129 - Bitcoin, entre l'ancien et le nouveau

Bitcoin est parfois décrit (non sans raison!) comme une monnaie d'humains ne se présentant pas les uns aux autres, ne se connaissant pas entre eux et traitant comme des robots, voire comme la monnaie rêvée des machines. Ce qui n'a pas empêché la naissance et le développement d'une sacrée communauté !

En regard, le système fiduciaire se présente comme fondé sur la confiance accordée par des consommateurs protégés par la puissance souveraine (et désormais démocratique) envers des sociétés de banque contrôlées par des régulateurs intègres et compétents : un système plus humain si l'on veut.
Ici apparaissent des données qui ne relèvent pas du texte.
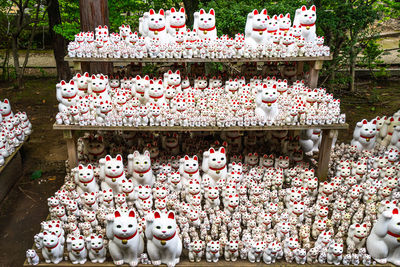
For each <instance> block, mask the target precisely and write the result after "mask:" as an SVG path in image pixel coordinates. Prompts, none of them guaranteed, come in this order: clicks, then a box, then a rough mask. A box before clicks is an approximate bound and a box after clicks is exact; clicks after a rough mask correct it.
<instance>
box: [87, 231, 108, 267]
mask: <svg viewBox="0 0 400 267" xmlns="http://www.w3.org/2000/svg"><path fill="white" fill-rule="evenodd" d="M86 247H87V249H88V250H89V259H90V261H91V262H92V263H103V262H104V261H105V260H106V252H107V250H106V248H105V246H104V239H103V236H102V235H95V234H91V235H90V236H89V237H88V238H86Z"/></svg>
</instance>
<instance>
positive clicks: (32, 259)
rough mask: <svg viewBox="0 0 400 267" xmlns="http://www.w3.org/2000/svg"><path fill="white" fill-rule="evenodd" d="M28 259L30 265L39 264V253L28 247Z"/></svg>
mask: <svg viewBox="0 0 400 267" xmlns="http://www.w3.org/2000/svg"><path fill="white" fill-rule="evenodd" d="M26 260H27V261H28V264H29V265H38V264H39V256H38V255H37V253H36V251H35V250H34V249H28V250H27V251H26Z"/></svg>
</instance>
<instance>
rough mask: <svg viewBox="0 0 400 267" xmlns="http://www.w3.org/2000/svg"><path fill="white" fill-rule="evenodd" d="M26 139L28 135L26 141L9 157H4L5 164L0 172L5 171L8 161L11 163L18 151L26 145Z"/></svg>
mask: <svg viewBox="0 0 400 267" xmlns="http://www.w3.org/2000/svg"><path fill="white" fill-rule="evenodd" d="M26 140H28V137H25V140H24V142H23V143H22V144H20V145H19V146H18V147H17V148H16V149H15V151H14V152H13V153H12V154H11V155H10V156H8V157H7V158H5V159H4V165H3V166H1V167H0V173H2V172H3V170H4V169H5V168H6V167H7V165H8V163H10V161H11V160H12V159H13V158H14V157H15V155H17V153H18V151H19V150H20V149H21V147H22V146H23V145H24V143H25V142H26Z"/></svg>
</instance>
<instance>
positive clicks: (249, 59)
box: [64, 25, 332, 65]
mask: <svg viewBox="0 0 400 267" xmlns="http://www.w3.org/2000/svg"><path fill="white" fill-rule="evenodd" d="M96 27H97V25H96ZM93 29H94V27H93ZM93 29H92V30H93ZM64 59H65V60H66V61H69V62H76V61H78V62H112V63H114V64H120V65H128V64H130V63H133V62H134V63H139V62H141V63H175V62H177V63H184V62H186V63H195V62H197V63H199V62H202V63H210V62H227V63H236V62H237V63H245V62H311V61H312V62H313V61H325V60H332V56H329V57H286V58H281V57H273V58H213V59H210V58H126V59H125V58H77V57H72V58H71V57H65V58H64Z"/></svg>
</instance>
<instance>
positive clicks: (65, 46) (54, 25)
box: [46, 0, 71, 80]
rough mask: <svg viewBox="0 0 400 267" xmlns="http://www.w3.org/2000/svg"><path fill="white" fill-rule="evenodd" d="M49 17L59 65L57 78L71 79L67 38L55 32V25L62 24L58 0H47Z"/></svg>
mask: <svg viewBox="0 0 400 267" xmlns="http://www.w3.org/2000/svg"><path fill="white" fill-rule="evenodd" d="M46 4H47V8H48V12H47V14H48V17H49V34H50V38H51V40H52V44H53V53H54V58H55V60H56V67H57V78H58V80H69V79H71V69H70V68H69V64H68V62H67V61H64V57H65V54H66V53H65V51H66V40H65V38H64V37H63V36H62V35H60V34H56V33H55V32H54V26H55V25H57V24H61V14H60V6H59V3H58V0H47V1H46Z"/></svg>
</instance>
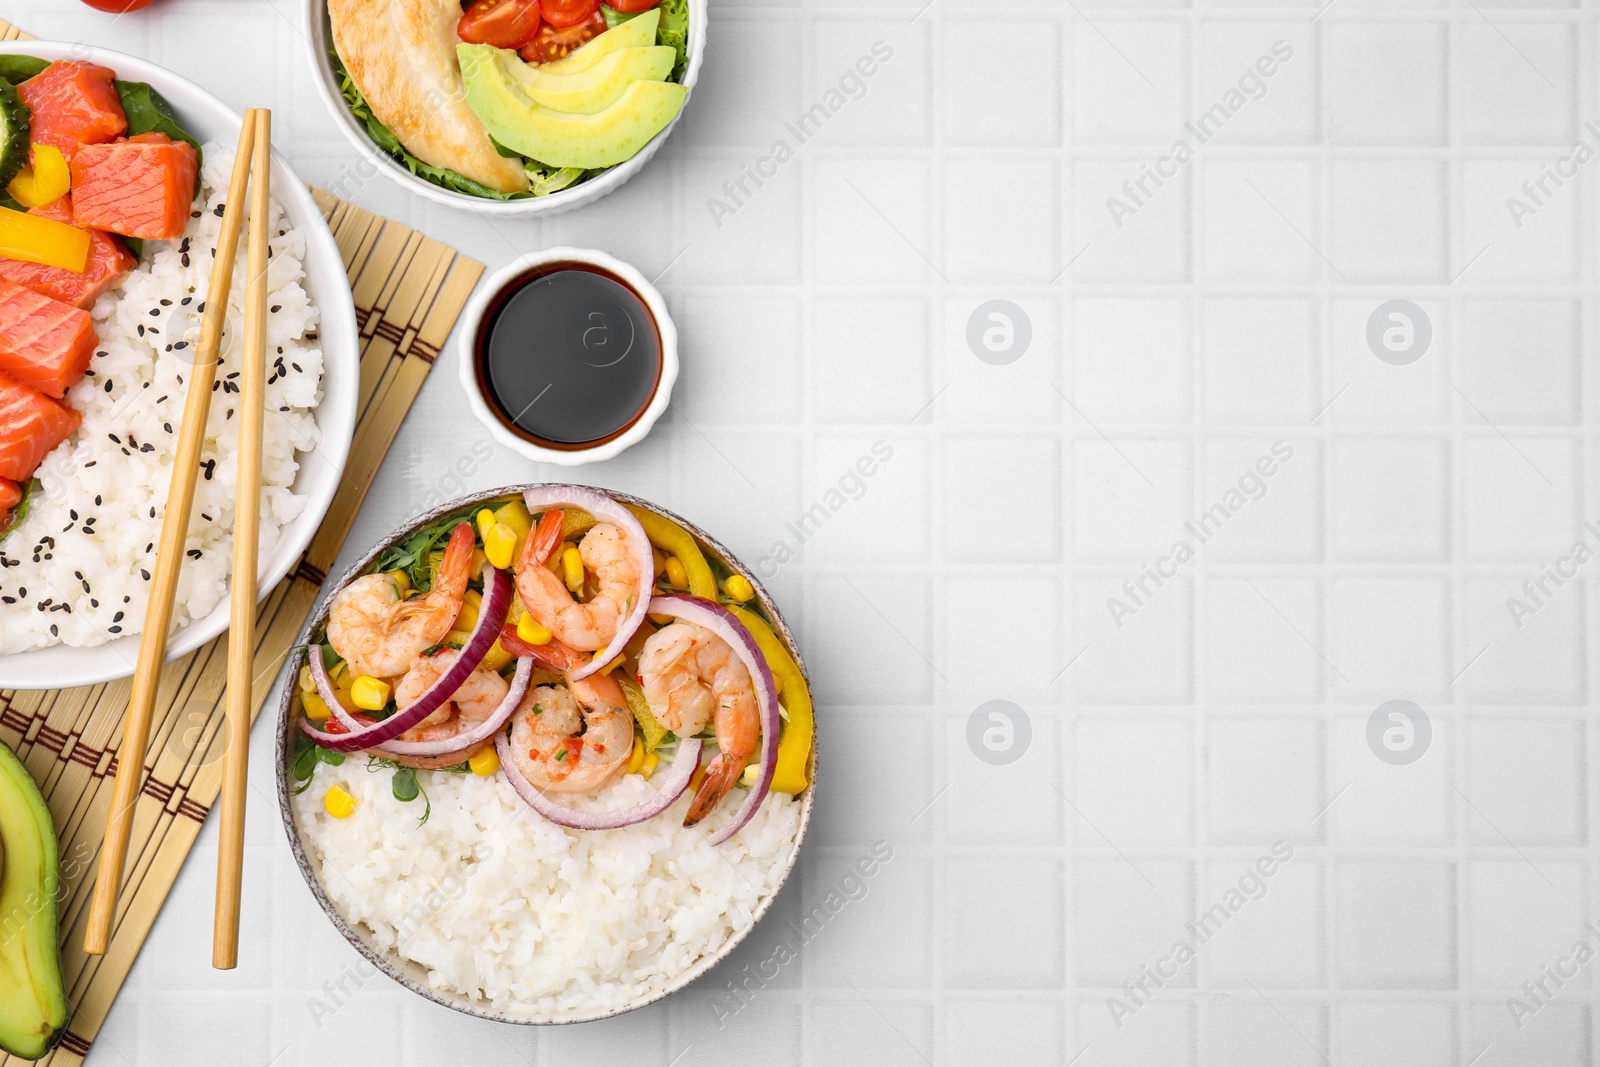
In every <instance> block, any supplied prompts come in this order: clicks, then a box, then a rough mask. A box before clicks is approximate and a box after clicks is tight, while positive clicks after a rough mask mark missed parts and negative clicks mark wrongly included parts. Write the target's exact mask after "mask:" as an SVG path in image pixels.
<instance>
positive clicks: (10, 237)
mask: <svg viewBox="0 0 1600 1067" xmlns="http://www.w3.org/2000/svg"><path fill="white" fill-rule="evenodd" d="M0 258H5V259H21V261H22V262H40V264H45V266H46V267H61V269H62V270H70V272H74V274H83V267H86V266H88V261H90V232H88V230H80V229H78V227H75V226H67V224H66V222H56V221H54V219H42V218H38V216H37V214H29V213H26V211H13V210H11V208H0Z"/></svg>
Mais sans réelle humanité, chacun le sait bien.

J'ai lu cet été un livre portant sur le haut Moyen-Âge (les mérovingiens, les carolingiens et leurs voisins ) et dont la question inaugurale est la suivante :  comment fonctionne concrètement une économie "encastrée", c'est à dire une économie dont les éléments constitutifs, ce que nous appelons le travail, la rémunération, l'échange, la consommation, sont si profondément incrustés ou imbriqués dans les relations sociales qu'ils en deviennent impossibles à individualiser ? 
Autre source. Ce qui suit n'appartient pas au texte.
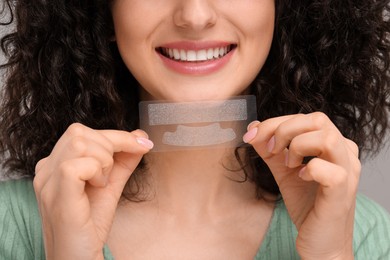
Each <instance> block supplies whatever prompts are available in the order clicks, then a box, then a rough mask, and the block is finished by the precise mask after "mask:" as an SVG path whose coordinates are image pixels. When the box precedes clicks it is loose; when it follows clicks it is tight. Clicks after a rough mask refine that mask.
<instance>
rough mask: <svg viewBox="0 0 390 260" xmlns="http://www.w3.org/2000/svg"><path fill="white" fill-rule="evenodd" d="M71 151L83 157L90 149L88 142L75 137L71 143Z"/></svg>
mask: <svg viewBox="0 0 390 260" xmlns="http://www.w3.org/2000/svg"><path fill="white" fill-rule="evenodd" d="M69 149H70V150H71V151H72V152H73V153H75V154H77V155H79V156H83V155H85V153H86V152H87V149H88V144H87V140H86V139H85V138H84V137H82V136H75V137H73V138H72V139H71V140H70V142H69Z"/></svg>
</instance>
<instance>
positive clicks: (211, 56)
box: [162, 46, 231, 61]
mask: <svg viewBox="0 0 390 260" xmlns="http://www.w3.org/2000/svg"><path fill="white" fill-rule="evenodd" d="M230 50H231V47H230V46H225V47H220V48H210V49H203V50H198V51H195V50H179V49H170V48H162V53H163V54H164V55H166V56H167V57H169V58H171V59H175V60H181V61H207V60H212V59H218V58H221V57H223V56H225V55H226V54H227V53H228V52H229V51H230Z"/></svg>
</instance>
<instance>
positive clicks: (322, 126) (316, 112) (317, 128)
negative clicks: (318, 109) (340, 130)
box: [310, 112, 329, 129]
mask: <svg viewBox="0 0 390 260" xmlns="http://www.w3.org/2000/svg"><path fill="white" fill-rule="evenodd" d="M310 119H311V121H312V124H313V126H314V128H315V129H320V128H322V127H323V126H324V125H325V124H327V123H328V122H329V117H328V116H327V115H326V114H325V113H323V112H313V113H311V114H310Z"/></svg>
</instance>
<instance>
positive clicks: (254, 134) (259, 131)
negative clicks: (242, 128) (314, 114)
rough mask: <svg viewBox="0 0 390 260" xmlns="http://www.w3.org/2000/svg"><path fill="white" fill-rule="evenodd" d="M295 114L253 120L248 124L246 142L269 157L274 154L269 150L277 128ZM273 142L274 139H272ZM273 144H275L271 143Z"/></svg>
mask: <svg viewBox="0 0 390 260" xmlns="http://www.w3.org/2000/svg"><path fill="white" fill-rule="evenodd" d="M294 116H295V115H287V116H280V117H276V118H271V119H267V120H265V121H263V122H261V123H260V122H258V121H255V122H252V123H251V124H250V125H249V126H248V132H247V133H246V134H245V135H244V136H243V141H244V142H245V143H249V144H251V145H252V146H253V147H254V148H255V149H256V151H257V153H258V154H259V155H260V156H261V157H262V158H263V159H267V158H269V157H271V156H273V155H274V154H272V153H271V152H269V149H268V146H269V145H270V144H269V142H270V140H271V137H273V136H274V132H275V130H276V128H277V127H278V126H279V125H280V124H281V123H282V122H284V121H286V120H288V119H290V118H292V117H294ZM271 143H272V140H271ZM271 145H272V146H273V144H271Z"/></svg>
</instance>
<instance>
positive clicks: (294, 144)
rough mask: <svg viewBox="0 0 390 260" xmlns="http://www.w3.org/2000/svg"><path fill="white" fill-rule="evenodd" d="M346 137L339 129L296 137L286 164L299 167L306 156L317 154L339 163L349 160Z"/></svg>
mask: <svg viewBox="0 0 390 260" xmlns="http://www.w3.org/2000/svg"><path fill="white" fill-rule="evenodd" d="M344 141H345V138H344V137H343V136H342V135H340V133H339V132H338V131H335V130H333V129H325V130H319V131H312V132H308V133H304V134H301V135H298V136H296V137H294V138H293V139H292V141H291V143H290V146H289V149H288V156H287V157H286V166H288V167H290V168H294V167H298V166H300V165H301V164H302V161H303V159H304V158H305V157H308V156H317V157H320V158H322V159H325V160H328V161H330V162H332V163H336V164H338V165H346V164H347V163H348V162H349V155H348V154H349V153H350V152H349V150H347V149H346V143H345V142H344Z"/></svg>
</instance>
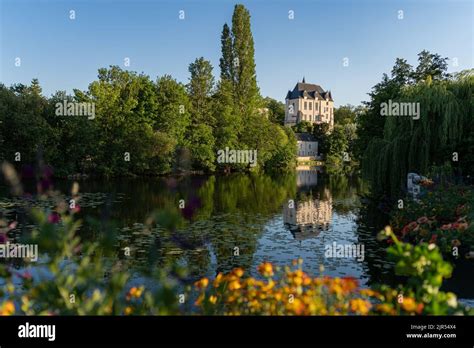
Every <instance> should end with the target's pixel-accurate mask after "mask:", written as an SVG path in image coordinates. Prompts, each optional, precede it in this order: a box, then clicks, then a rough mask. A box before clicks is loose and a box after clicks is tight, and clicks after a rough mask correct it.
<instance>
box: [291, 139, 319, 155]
mask: <svg viewBox="0 0 474 348" xmlns="http://www.w3.org/2000/svg"><path fill="white" fill-rule="evenodd" d="M295 136H296V142H297V145H298V150H297V151H298V153H297V155H298V161H311V160H315V159H318V142H317V140H316V138H315V137H314V136H313V135H312V134H310V133H296V134H295Z"/></svg>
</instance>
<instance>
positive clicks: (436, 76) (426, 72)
mask: <svg viewBox="0 0 474 348" xmlns="http://www.w3.org/2000/svg"><path fill="white" fill-rule="evenodd" d="M447 60H448V58H441V56H440V55H439V54H433V53H430V52H429V51H426V50H423V51H421V52H420V53H419V54H418V66H417V67H416V70H415V72H414V73H413V78H414V79H415V81H417V82H419V81H425V80H426V79H427V78H428V76H430V77H431V79H432V80H445V79H447V78H449V77H450V76H451V75H450V74H448V73H447V72H446V71H447V69H448V63H447Z"/></svg>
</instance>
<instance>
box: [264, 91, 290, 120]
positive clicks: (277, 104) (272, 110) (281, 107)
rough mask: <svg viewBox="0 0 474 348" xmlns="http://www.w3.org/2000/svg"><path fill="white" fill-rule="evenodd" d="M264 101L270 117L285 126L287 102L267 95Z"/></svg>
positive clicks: (271, 118) (271, 119) (268, 116)
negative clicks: (285, 102) (285, 113)
mask: <svg viewBox="0 0 474 348" xmlns="http://www.w3.org/2000/svg"><path fill="white" fill-rule="evenodd" d="M264 103H265V106H266V108H267V109H268V119H269V120H270V121H272V122H273V123H277V124H280V125H282V126H283V125H284V123H285V104H283V103H282V102H279V101H277V100H275V99H273V98H270V97H266V98H265V99H264Z"/></svg>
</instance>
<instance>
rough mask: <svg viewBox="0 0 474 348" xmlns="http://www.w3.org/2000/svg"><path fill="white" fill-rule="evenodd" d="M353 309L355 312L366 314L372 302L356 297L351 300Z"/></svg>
mask: <svg viewBox="0 0 474 348" xmlns="http://www.w3.org/2000/svg"><path fill="white" fill-rule="evenodd" d="M349 304H350V307H351V311H353V312H354V313H360V314H362V315H366V314H367V313H369V310H370V307H371V304H370V303H369V302H368V301H365V300H363V299H361V298H356V299H353V300H351V301H350V303H349Z"/></svg>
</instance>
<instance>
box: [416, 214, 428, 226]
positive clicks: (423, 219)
mask: <svg viewBox="0 0 474 348" xmlns="http://www.w3.org/2000/svg"><path fill="white" fill-rule="evenodd" d="M428 221H429V220H428V218H427V217H426V216H422V217H421V218H419V219H418V220H416V222H418V223H419V224H425V223H427V222H428Z"/></svg>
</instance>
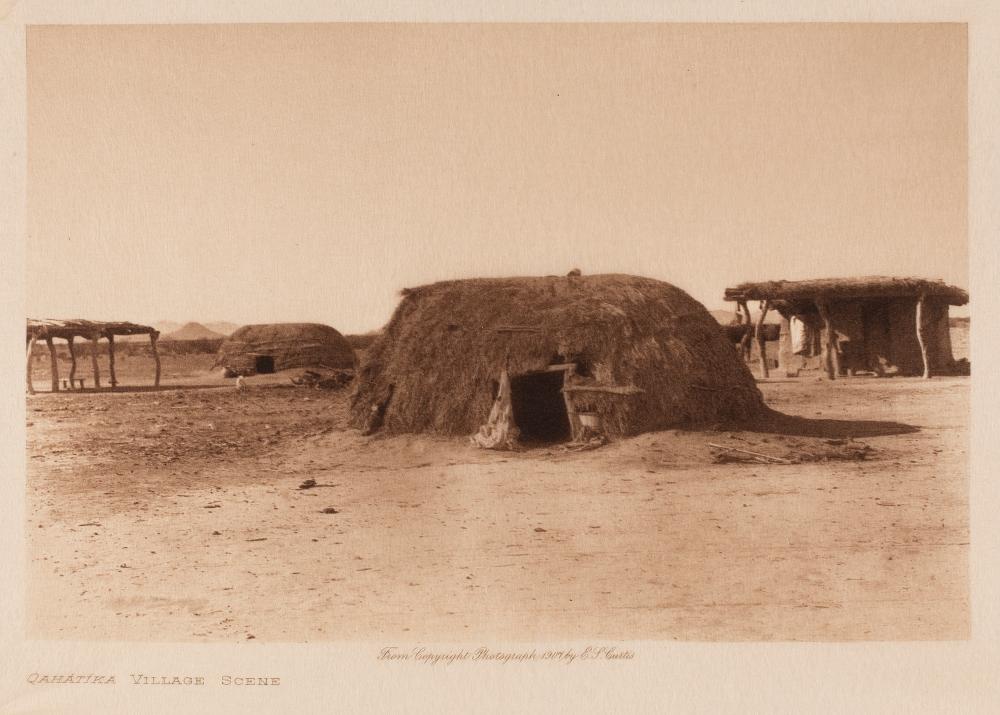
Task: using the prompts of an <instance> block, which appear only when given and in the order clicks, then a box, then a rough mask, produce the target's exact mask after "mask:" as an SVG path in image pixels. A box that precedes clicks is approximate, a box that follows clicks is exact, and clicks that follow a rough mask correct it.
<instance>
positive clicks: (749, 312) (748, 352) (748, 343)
mask: <svg viewBox="0 0 1000 715" xmlns="http://www.w3.org/2000/svg"><path fill="white" fill-rule="evenodd" d="M737 308H738V310H737V315H740V314H741V317H740V321H741V323H742V324H743V325H746V326H747V328H748V329H747V331H746V332H745V333H744V334H743V339H742V340H741V341H740V355H742V356H743V361H744V362H749V360H750V342H751V341H752V340H753V330H752V326H753V322H752V321H751V320H750V308H749V307H748V306H747V302H746V301H745V300H741V301H740V302H739V303H738V304H737Z"/></svg>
Telle quelle, la question ne saurait être plus éloignée de Bitcoin et toute comparaison semble hasardeuse à établir !

Pourtant j'ai eu quelques raisons de poursuivre, outre mon amitié pour l'auteur, mon camarade Laurent Feller qui venait de me faire présent de son ouvrage et mon instinct qui me disait que j'allais y piocher de nouvelles munitions contre l'absurde mythe du troc. Je ne fus pas déçu sur ce point d'ailleurs. Enfin, quand j'achevais, une controverse sur Twitter est entrée opportunément en résonance avec ma lecture.
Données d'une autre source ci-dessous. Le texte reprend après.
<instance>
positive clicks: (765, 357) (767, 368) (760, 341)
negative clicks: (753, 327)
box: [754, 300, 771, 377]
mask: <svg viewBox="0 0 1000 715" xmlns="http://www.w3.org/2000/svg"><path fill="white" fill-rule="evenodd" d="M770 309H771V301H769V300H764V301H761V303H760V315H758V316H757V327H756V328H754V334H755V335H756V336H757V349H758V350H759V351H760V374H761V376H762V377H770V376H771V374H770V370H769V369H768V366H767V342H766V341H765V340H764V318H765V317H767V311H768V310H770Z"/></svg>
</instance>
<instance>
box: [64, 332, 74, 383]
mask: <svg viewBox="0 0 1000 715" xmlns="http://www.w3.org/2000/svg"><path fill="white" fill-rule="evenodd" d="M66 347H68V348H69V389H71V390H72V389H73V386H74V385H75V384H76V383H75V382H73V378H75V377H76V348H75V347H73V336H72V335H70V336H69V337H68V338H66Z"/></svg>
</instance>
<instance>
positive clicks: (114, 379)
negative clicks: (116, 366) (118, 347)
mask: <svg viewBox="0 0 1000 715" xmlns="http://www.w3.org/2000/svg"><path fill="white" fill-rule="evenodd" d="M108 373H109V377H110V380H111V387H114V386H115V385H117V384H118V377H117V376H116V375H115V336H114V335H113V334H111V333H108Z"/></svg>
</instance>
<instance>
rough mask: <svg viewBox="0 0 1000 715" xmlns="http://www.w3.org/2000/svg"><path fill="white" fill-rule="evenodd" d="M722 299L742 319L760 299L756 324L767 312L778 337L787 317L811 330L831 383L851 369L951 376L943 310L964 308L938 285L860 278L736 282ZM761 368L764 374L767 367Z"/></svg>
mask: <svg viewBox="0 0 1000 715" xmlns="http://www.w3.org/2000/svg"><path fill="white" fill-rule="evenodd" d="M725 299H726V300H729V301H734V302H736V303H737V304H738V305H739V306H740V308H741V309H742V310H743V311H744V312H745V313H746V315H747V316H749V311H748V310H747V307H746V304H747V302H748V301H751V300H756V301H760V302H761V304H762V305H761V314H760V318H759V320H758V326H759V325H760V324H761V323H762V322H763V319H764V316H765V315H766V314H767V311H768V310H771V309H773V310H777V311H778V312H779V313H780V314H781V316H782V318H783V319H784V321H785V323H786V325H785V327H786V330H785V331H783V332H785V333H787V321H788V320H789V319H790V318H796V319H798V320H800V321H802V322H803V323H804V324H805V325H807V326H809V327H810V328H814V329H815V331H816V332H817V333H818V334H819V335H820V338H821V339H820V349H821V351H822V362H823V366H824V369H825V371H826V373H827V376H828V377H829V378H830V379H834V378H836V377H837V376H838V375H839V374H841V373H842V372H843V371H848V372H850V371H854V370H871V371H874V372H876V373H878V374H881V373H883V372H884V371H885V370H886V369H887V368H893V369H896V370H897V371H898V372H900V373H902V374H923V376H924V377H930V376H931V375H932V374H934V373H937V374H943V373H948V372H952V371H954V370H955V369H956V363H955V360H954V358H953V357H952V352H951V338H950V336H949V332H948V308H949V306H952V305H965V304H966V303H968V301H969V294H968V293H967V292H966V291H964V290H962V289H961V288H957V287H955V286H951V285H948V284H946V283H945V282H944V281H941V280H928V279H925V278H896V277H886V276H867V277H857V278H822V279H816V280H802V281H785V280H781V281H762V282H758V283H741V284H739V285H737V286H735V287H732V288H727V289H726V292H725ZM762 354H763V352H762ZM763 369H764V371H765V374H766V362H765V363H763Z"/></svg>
Dès l'introduction on trouve ceci, qui ne peut manquer d'interpeler :  dans un testament médiéval, la valeur des legs est d'abord constituée par les affects qui s'attachent aux objets, non par la contrepartie monétaire que l'on pourrait en tirer . Surgissent en moi tant de réflexions entendues, non pas évidemment chez les cryptotraders mais souvent chez les maximalistes, ainsi que le souvenir de cette scène où un ami qui se reconnaîtra et qui venait d'initier mon fils à l'orange chevalerie en équipant son téléphone et en y déposant un fragment d'or numérique, refusa avec noblesse tout paiement en contrepartie :   On ne fait pas payer du bitcoin . Pourquoi ? On pourrait penser à Mauss et à l'esprit de la chose donnée  que Feller évoque dans sa conclusion et qui force au contre-don.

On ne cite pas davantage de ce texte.